Worried about keeping time during the twenty minutes? Insight Timer has a free meditation timer app for both Android and iPhones.  The app has a variety of chimes to both open and close the twenty minute time of prayer.  To draw the group out of the time of interior silence, the leader may consider praying the Lord’s prayer very softly.

We hope this liturgy will be useful to you for your own centering prayer practice, for leading a group in your congregation, or to use with a group of clergy.

Centering Prayer Liturgy

Call to Worship:

One: The peace of our Lord Jesus Christ be with you.

All: And also with you.

One: Blessed be the one, holy, and living God.

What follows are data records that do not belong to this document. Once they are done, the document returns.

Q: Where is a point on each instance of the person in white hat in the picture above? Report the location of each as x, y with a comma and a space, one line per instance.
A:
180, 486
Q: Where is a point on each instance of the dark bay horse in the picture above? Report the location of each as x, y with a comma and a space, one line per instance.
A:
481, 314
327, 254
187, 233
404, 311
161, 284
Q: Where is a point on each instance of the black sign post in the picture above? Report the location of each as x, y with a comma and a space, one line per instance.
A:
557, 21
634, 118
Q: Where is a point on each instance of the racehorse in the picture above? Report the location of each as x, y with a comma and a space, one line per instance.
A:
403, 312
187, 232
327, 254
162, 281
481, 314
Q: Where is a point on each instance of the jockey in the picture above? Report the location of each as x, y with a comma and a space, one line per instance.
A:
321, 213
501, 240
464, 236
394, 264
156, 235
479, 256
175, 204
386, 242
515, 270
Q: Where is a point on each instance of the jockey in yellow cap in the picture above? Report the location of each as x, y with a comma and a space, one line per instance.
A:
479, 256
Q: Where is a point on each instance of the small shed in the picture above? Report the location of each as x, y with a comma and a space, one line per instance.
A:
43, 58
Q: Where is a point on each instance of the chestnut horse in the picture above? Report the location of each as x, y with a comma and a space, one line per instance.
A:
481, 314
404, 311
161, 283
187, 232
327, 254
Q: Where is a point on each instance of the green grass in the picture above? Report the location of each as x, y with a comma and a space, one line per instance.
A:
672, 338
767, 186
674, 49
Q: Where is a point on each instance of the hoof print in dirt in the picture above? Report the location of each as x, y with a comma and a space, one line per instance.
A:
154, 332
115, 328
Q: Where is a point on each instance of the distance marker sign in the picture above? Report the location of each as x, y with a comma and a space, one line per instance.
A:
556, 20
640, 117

All: Glory to God for ever and ever.

Prayer:

Loving God, in the height of this day we pause to rest in you.  Quiet our minds that they may be still, fill our hearts that we may abide in love and trust.  Christ, as a light illumine and guide me.  Christ, as a shield overshadow me.  Christ under me; Christ over me; Christ beside me on my left and my right.

Reading

Prayer:

Holy God, open our hearts to the silent presence of the Spirit of your Son.  Lead us into that mysterious silence, where your love is revealed to all who call, ‘Come, Lord Jesus.’

20 minute sit

Psalm

Go in peace

Click here for a copy of this liturgy, ready to be printed, copied, and used with a group.

–Catherine Wilson

Image by flickr user ninjapotato via Creative Commons.

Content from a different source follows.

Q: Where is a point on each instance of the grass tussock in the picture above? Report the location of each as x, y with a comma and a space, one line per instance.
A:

2 thoughts on “Centering Prayer Liturgy and Resources

  1. Thanks Catherine! I’ve tried leading Centering Prayer a couple times in my church but I think it’s hard for people to hear an explanation and then jump right into the silence. Using a liturgy could help ease them in and have the silence feel less daunting.

    • Hi John,
      So glad this seems to meet a need. I agree that the liturgy can help ground the stillness and silence in scripture and clearly invite God into the space. Let us know how it goes if you are able to try it with another group.